Então começarei levantando a problemática do 'conceito tradicional' de Deus e levando-a até as origens.

Chega a ser obviedade a primeira pergunta a ser feita: É a doutrina da transcendência e simplicidade absoluta de Deus de origem Cristã ou esta de acordo com os pressupostos fundamentais do Cristianismo?
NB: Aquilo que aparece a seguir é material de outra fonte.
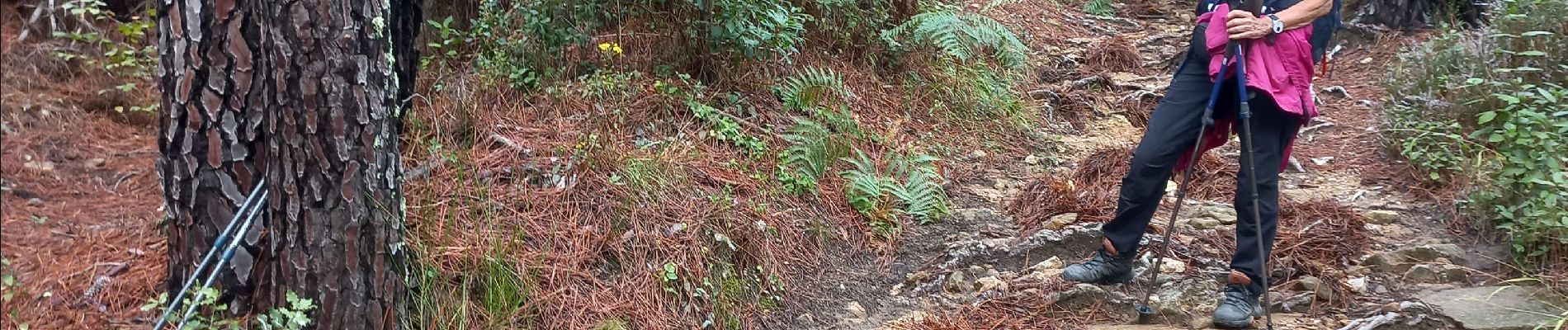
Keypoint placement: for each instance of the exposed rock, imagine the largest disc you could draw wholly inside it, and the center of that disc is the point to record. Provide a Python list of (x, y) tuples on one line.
[(956, 282), (1205, 224), (1189, 300), (1081, 296), (1380, 216), (1222, 213), (1498, 307), (989, 284), (855, 310), (1041, 276), (1060, 221), (1405, 316), (1048, 265), (1172, 266), (1404, 258), (45, 166), (1358, 285), (1316, 286)]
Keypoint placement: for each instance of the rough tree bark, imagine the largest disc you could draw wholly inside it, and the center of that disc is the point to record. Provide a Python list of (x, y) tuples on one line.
[(309, 96), (209, 132)]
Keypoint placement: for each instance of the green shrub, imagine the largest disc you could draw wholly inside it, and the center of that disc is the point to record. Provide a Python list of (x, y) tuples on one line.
[(911, 180), (125, 52), (853, 24), (524, 45), (961, 36), (1485, 110), (753, 29)]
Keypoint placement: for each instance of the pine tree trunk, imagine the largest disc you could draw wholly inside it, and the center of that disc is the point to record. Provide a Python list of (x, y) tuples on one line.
[(334, 169), (308, 94), (209, 132)]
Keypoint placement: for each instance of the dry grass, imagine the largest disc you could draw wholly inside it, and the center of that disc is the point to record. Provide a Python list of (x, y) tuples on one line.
[(1111, 55)]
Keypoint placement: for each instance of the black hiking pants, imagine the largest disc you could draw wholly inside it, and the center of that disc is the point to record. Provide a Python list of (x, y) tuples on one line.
[(1174, 130)]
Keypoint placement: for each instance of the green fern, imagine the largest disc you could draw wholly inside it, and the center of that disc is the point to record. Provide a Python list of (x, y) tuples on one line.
[(810, 87), (913, 180), (921, 193), (813, 149), (1099, 8), (961, 36), (864, 186)]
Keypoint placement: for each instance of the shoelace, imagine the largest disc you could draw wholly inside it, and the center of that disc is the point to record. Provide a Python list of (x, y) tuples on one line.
[(1236, 296)]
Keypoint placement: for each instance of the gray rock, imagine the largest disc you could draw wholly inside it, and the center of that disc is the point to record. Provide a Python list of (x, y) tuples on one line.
[(855, 310), (1435, 274), (1358, 285), (1189, 300), (956, 282), (1380, 216), (1172, 266), (1048, 265), (1316, 286), (1500, 307), (1222, 213), (1402, 316), (1060, 221), (1404, 258), (1205, 224), (989, 284), (1081, 296)]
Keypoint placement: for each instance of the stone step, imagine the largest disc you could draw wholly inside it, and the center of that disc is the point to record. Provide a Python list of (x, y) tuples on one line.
[(1500, 309)]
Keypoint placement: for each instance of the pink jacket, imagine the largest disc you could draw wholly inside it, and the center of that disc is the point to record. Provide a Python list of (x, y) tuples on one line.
[(1282, 69)]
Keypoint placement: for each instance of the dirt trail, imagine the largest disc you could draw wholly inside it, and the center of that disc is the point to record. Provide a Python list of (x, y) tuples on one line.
[(979, 263)]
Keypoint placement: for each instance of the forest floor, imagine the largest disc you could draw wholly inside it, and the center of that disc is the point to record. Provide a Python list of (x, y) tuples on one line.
[(1360, 235)]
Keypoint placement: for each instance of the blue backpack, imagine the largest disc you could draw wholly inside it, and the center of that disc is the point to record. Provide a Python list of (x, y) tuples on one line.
[(1322, 27)]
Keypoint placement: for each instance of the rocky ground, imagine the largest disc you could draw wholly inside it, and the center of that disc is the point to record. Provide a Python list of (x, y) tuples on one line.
[(1411, 272)]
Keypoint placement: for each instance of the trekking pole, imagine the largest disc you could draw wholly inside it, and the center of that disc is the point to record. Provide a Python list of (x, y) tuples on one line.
[(1245, 113), (1145, 314)]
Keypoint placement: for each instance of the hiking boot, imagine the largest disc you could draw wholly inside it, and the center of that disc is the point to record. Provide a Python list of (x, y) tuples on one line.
[(1239, 305), (1106, 268)]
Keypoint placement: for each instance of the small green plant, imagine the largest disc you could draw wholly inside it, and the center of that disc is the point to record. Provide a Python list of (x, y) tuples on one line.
[(611, 85), (753, 29), (726, 129), (294, 316), (503, 288), (8, 290), (524, 45), (444, 45), (1099, 8), (810, 90), (961, 36), (123, 54), (911, 180), (1485, 111), (813, 149)]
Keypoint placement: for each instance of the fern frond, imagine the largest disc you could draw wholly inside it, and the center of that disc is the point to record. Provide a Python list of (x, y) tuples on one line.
[(921, 193), (994, 3), (808, 88), (862, 185), (961, 36)]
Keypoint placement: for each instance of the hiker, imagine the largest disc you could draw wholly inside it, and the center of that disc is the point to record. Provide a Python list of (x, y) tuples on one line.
[(1278, 71)]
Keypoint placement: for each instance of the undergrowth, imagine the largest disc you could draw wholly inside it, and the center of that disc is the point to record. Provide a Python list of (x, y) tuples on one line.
[(125, 52), (1485, 111)]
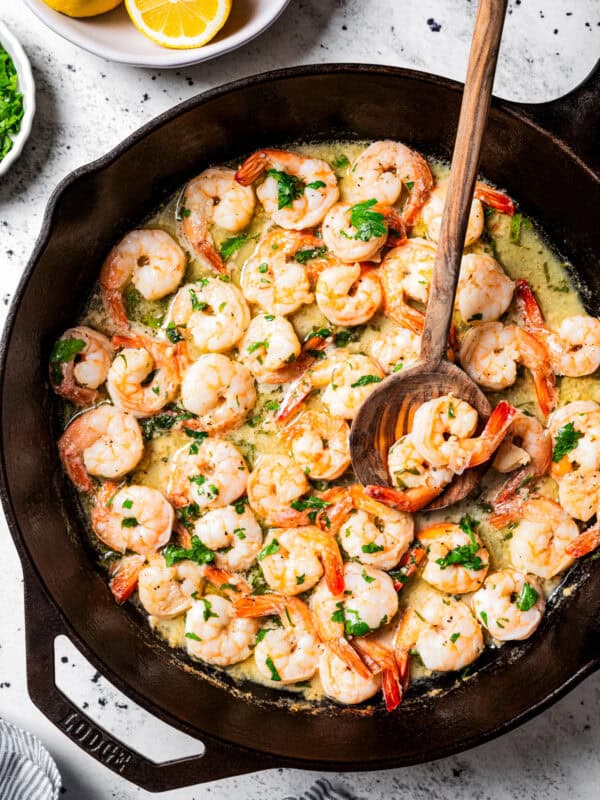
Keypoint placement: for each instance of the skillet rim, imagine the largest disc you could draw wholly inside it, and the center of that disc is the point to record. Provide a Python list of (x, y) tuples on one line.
[(512, 110)]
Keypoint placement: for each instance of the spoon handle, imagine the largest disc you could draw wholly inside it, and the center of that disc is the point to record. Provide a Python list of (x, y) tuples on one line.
[(465, 160)]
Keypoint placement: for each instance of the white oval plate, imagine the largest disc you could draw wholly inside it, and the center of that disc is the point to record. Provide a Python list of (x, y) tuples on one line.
[(114, 37), (26, 86)]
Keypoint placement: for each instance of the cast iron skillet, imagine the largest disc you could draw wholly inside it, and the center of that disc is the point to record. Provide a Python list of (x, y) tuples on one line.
[(554, 180)]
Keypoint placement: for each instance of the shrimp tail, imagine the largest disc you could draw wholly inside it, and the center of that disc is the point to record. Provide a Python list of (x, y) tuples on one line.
[(408, 566), (72, 460), (211, 254), (383, 661), (252, 168), (410, 500), (124, 577), (342, 648), (488, 442), (261, 605), (494, 199), (229, 582), (294, 398), (588, 541), (528, 306)]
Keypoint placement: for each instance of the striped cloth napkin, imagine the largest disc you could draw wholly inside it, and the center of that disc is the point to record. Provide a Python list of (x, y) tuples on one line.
[(323, 790), (27, 770)]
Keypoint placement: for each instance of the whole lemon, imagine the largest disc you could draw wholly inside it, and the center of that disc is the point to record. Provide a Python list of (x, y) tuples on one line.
[(83, 8)]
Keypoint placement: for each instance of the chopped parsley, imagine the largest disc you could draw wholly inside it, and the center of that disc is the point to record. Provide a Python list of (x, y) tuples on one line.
[(199, 553), (365, 380), (197, 305), (208, 612), (516, 223), (232, 245), (565, 440), (372, 547), (340, 161), (275, 676), (269, 549), (289, 187), (302, 256), (464, 554), (528, 598), (366, 222), (64, 350), (173, 332), (11, 103)]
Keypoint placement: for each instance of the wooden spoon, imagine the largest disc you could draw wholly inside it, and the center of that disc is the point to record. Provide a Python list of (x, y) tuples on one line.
[(387, 413)]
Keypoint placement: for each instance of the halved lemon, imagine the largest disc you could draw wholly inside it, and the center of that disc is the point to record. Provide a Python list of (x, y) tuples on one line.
[(180, 24), (82, 8)]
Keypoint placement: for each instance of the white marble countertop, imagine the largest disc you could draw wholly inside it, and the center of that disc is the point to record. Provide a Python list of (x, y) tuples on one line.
[(85, 106)]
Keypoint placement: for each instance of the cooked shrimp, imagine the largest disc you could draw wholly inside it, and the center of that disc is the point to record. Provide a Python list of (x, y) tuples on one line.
[(490, 353), (294, 559), (103, 442), (297, 192), (434, 208), (166, 592), (484, 290), (527, 449), (233, 534), (457, 561), (343, 683), (395, 348), (151, 260), (216, 634), (219, 391), (406, 273), (270, 344), (136, 518), (579, 421), (210, 312), (144, 375), (357, 233), (348, 294), (368, 602), (274, 484), (375, 534), (381, 659), (419, 482), (272, 278), (574, 347), (347, 380), (213, 476), (288, 654), (541, 537), (444, 633), (79, 365), (319, 444), (510, 604), (443, 431), (384, 168), (214, 198)]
Neste terreno diversos equívocos tem sido cometidos pelos expositores. O primeiro deles, e o mais tendencioso, tem sido atribuir aos antigos hebreus - que eram henoteistas - o monoteísmo (o qual remonta aos primeiros pensadores gregos, senão a Akhenaton, faraó egípcio) quando sua 'obra prima' é a doutrina da transcendência, simplicidade e espiritualidade de Deus, formulada alguns séculos antes desta nossa Era.

Por sinal cuidam os hebreus que apenas o Dogma Cristão da Encarnação suscite dificuldades face ao conceito tradicional de Deus por eles formulado. Importa saber que a doutrina da Criação não suscita menos dificuldades já quanto a simplicidade do ser já quanto a imutabilidade volitiva. No frigir dos ovos para que Deus fosse absolutamente simples e imutável no sentido estrito da palavra deveria ter permanecido absolutamente inativo, abstendo-se de produzir qualquer coisa. Produção supõem no mínimo certa doze de dinamismo, e partindo-se da tão decantada simplicidade sensível alteração na ordem do Ser. Eis porque tendo em vista a existência do Universo material e da Encarnação repudiamos a simplicidade absoluta do Ser tanto a priori quanto a posteriori, afirmando riqueza em termos de complexidade e multiplicidade de aspectos na Unidade do Ser, a exemplo do mistério trinitariano. Deus é tão rico em sua essência quanto em sua personalidade.

Estamos afirmando que o universo é Deus ou a deidade?

De modo algum. Tudo quanto pretendemos dizer é que a sucessão dos universos materiais corresponde a um aspecto dinâmico inserido no próprio Ser divino ou a uma operação/atividade necessária e portanto eternamente realizada pelo Deus imutável. A matéria pré existe eternamente nele para que ele possa atuar eternamente sobre ela organizando-a e conduzindo incalculável multidão se mundos a posse de seu Ser que é a suprema felicidade e perfeição. Esta saga de sucessivas entidades livres que dele saem e retornam voluntariamente a ele constitui o fim último do universo e a concretização de sua vontade que é a partilha sua bem aventurança. Bem compreendido é um auto desafio e um plano engenhoso. O sentido mais profundo da existência.

Não, o universo material não é Deus, mas um aspecto passivo na divindade, logo algo divino. É um meio posto para que o espírito, ou aspeto ativo/operatório da divindade possa atuar imutavelmente pelos séculos.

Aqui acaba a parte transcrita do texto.